David Hassoun, Chief Technologist, Dolby Cloud Media Solutions, Dolby.io, emphasizes the importance of data accuracy if analytics are at the core of effective multistream monitoring. “You get out what you put in, right?” he says. “You have to really focus that you're actually getting accurate information when it matters most. Because oftentimes it's not going to always be right out of box…”

Wharton agrees and says that too much information and alerts all at once don’t help improve functionality if it isn’t clear what the primary focus should be on at any given time. “Where, you know, the wall is full of LEDs and looks like a Christmas tree going off,” he says. “It's like, what's the point? If you don't get rid of all the red lights going off…then you don't have a monitoring system because your operators are not being tuned to not look at those things.”

Hassoun says, “And that goes for every one of your systems, all the way down to your Quality of Experience (QoE) dashboards and how you're going to monitor all these streams because there comes to the point, especially when you have these type of situations, you can't have enough eyes on glass, especially skilled. Oftentimes they understand all the pieces and parts and they can't even see all those different views so easily. Or it's an army of people, which can happen, right? But it becomes a really big challenge. So you have to make sure that you put in that time and effort that you're getting the right information of what matters most that you can act upon and then you prioritize from there. We’ve got a hundred streams going concurrent right now, but these are the ones that are going to get the most traffic. We're going to focus our attention on these guys from eyes on glass and distribute elsewhere and pray that our monitoring works right.”

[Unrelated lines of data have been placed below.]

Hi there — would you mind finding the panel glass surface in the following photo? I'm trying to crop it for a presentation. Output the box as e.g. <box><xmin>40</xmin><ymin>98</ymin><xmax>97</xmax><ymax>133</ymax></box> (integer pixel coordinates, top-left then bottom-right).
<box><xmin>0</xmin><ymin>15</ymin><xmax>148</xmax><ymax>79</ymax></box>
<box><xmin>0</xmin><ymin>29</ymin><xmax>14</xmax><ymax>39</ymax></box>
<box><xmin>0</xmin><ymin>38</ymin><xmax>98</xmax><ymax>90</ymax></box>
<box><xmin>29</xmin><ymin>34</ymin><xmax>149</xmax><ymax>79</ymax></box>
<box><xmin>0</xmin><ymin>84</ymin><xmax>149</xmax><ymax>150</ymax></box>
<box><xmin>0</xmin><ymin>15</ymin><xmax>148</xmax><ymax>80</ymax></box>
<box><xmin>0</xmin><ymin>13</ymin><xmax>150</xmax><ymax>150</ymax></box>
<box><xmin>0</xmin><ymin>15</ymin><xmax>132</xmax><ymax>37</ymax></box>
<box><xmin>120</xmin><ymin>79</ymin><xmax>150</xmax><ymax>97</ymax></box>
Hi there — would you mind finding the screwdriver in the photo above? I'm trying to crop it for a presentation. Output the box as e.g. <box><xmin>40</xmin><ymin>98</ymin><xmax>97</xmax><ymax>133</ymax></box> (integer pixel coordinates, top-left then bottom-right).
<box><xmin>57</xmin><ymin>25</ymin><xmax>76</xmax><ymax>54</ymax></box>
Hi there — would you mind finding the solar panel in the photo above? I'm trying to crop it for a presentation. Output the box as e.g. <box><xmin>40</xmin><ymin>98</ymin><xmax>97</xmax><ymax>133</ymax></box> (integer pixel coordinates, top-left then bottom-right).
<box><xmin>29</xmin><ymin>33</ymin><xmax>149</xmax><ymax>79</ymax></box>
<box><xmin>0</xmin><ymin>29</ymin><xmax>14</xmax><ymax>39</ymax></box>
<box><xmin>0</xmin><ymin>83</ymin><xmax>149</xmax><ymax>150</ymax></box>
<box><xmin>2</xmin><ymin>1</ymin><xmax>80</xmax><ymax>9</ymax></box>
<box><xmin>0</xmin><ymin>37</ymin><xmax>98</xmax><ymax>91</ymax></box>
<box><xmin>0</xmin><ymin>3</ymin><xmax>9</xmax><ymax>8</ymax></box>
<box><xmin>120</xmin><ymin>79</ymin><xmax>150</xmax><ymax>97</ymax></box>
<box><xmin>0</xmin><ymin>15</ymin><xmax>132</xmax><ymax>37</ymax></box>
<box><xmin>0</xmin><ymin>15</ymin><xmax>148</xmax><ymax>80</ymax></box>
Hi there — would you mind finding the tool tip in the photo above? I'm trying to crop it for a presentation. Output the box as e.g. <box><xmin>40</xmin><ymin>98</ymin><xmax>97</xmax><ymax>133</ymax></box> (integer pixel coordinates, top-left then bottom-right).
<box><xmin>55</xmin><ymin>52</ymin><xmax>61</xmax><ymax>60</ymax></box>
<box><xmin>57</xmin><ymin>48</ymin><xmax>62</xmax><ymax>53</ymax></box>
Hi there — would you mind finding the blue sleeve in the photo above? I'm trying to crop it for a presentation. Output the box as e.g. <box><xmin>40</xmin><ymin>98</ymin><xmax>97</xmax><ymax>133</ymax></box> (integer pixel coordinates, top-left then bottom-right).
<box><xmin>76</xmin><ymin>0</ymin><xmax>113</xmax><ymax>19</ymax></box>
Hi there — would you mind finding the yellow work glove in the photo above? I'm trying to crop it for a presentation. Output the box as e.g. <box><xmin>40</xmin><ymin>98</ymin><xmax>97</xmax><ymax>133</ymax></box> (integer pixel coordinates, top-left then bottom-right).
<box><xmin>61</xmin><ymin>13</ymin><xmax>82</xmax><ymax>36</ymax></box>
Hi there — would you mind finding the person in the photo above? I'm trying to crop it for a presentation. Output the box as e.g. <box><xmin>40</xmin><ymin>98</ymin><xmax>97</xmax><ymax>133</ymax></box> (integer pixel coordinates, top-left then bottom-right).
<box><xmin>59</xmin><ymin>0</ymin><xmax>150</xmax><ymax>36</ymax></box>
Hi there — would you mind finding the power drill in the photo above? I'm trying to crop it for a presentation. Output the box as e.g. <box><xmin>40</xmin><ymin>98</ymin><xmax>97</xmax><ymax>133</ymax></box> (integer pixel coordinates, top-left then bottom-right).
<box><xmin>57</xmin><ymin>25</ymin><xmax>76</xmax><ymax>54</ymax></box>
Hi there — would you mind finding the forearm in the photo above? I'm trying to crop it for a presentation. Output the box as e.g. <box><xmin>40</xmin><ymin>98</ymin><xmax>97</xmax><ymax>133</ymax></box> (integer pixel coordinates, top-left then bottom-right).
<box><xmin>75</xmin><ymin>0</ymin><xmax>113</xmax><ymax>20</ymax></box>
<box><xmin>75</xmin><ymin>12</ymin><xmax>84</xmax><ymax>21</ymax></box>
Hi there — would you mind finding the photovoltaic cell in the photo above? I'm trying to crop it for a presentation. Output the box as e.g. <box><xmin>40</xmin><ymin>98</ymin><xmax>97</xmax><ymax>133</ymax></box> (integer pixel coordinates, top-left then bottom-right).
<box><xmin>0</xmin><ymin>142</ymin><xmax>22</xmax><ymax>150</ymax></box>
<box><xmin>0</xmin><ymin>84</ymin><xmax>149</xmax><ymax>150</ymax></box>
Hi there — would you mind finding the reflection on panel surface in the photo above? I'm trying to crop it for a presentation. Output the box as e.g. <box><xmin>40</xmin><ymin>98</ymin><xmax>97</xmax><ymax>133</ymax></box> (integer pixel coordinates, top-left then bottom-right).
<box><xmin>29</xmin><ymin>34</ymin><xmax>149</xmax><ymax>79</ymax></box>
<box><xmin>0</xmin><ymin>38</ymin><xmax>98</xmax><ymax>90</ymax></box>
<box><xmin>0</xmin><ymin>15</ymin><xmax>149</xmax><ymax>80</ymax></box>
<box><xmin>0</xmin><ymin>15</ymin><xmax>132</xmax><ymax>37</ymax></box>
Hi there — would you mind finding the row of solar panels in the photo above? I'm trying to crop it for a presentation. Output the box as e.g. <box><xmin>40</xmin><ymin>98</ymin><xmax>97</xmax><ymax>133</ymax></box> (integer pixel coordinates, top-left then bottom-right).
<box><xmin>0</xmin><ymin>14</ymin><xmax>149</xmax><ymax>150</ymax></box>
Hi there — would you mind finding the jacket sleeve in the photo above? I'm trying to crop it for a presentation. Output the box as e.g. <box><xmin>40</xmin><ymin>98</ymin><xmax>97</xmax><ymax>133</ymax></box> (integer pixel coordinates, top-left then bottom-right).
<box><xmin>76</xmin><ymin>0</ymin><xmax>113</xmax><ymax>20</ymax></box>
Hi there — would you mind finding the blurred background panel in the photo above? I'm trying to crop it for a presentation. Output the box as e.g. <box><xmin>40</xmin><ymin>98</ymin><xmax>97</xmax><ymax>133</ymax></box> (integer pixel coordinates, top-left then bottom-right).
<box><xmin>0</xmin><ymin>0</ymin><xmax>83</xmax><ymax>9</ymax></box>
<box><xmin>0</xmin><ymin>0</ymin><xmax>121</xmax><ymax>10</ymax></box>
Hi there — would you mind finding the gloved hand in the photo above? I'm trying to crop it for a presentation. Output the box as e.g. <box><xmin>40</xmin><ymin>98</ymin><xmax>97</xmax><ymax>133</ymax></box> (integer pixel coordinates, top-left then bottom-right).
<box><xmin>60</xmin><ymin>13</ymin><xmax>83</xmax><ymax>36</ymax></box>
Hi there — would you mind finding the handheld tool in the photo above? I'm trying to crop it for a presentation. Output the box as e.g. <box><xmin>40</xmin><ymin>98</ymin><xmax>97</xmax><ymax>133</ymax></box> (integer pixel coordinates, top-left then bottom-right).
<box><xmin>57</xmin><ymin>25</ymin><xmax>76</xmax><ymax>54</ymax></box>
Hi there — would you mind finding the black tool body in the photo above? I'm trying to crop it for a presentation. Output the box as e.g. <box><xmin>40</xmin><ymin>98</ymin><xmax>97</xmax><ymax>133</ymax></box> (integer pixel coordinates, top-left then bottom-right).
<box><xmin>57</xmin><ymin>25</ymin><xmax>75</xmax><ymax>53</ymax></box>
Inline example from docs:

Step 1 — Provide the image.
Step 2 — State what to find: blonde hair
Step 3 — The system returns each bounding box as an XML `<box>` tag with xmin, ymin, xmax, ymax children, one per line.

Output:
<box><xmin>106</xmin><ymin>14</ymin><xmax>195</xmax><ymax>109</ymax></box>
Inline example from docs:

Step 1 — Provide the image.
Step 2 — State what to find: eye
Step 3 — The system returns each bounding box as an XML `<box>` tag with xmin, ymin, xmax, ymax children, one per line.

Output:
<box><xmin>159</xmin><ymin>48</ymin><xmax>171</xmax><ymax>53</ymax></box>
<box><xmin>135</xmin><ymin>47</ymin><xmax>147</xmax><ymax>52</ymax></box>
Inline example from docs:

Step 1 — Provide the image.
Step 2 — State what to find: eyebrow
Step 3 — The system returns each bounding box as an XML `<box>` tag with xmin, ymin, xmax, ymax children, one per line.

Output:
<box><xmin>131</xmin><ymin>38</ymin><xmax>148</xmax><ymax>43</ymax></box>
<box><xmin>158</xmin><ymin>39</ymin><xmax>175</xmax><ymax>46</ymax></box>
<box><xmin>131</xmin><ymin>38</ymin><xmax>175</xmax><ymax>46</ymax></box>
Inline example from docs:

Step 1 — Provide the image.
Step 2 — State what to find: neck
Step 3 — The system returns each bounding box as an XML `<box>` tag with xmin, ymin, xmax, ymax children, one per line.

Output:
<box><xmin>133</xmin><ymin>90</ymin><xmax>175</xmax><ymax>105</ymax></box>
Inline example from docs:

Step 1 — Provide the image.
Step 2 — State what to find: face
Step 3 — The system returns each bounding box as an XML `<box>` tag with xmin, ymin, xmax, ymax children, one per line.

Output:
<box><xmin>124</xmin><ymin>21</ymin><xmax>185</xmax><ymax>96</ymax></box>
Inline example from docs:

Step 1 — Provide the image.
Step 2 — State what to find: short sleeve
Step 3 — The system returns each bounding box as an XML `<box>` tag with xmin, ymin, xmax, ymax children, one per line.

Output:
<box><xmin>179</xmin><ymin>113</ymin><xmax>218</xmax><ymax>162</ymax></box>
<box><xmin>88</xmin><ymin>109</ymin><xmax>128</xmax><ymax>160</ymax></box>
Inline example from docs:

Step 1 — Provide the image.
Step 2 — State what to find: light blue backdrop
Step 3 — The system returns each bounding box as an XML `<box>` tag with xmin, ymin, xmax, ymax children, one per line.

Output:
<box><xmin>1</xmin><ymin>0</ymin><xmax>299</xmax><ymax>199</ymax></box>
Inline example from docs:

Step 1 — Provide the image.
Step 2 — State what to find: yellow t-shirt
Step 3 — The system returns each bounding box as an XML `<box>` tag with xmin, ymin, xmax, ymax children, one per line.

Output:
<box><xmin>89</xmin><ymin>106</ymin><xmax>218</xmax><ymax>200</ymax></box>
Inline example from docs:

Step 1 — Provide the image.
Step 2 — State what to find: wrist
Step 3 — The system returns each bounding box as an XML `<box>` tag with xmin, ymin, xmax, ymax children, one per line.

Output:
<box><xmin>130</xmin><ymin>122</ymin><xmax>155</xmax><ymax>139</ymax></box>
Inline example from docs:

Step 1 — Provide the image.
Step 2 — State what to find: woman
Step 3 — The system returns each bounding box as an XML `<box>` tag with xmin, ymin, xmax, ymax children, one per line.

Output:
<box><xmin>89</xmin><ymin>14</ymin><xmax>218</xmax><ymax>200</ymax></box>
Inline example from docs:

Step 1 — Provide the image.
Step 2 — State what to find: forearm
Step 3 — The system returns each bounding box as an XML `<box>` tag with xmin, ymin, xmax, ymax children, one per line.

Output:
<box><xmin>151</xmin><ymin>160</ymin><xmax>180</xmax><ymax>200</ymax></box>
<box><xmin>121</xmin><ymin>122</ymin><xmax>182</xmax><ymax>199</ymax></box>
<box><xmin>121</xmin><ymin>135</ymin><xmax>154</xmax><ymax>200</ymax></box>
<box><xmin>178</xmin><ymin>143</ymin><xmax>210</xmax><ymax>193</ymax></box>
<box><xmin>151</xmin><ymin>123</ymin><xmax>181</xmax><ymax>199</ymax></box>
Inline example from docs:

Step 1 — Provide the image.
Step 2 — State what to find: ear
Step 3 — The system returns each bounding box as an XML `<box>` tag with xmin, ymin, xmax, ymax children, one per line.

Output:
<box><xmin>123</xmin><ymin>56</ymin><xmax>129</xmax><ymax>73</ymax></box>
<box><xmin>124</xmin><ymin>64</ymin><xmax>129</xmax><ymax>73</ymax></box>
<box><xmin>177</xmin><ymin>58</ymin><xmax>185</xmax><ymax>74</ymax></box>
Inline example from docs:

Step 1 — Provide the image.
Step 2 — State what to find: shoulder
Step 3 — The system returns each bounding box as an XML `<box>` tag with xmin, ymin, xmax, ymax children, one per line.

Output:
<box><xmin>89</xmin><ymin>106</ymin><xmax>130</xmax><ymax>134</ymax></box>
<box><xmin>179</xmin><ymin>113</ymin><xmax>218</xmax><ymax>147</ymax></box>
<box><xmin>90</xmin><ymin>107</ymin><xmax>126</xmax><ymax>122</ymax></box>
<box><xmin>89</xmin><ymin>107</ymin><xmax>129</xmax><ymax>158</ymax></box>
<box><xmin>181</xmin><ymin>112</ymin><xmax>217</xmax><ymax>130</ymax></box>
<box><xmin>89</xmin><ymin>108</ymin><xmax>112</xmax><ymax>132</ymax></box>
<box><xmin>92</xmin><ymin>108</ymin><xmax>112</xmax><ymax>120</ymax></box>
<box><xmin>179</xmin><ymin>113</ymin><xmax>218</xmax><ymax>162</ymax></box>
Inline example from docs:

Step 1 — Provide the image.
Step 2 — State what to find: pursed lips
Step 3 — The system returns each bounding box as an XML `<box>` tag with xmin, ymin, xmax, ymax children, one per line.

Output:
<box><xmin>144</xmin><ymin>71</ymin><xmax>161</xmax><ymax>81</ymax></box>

Corey Smith, Sr. Director, Advanced Production Technology, CBS Sports Digital, Paramount, also emphasizes that AI must be used in the right way for its maximum effectiveness. “I think AI is an incredible tool used in the right way,” he says. “So if you have a big data cube and you're running all this analytics both from the client and from your edge origin and everything in between, why not let the AI bots actually control the micro transactional changes in your traffic flows across your different provider ecosystems? Because the AI can actually do predictive failure points on how the heat map is working across your exact particular platform and your delivery footprint.”

Wharton says, “It sees these changes over time, and it goes, ‘oh well, this is going up over time. This is not a normal pattern.’ And so it gets you to an alarm before you actually get the point you actually have failure.”

“You take that out of the human element, right?” Smith says. “Because a human's going to sit there and watch it trend and figure out where it's going to go, where the AI system can basically say, okay, this is trending over here. Let me make micro-adjustments over here to start peeling traffic off to these other networks and therefore making a cleaner event for your customers.”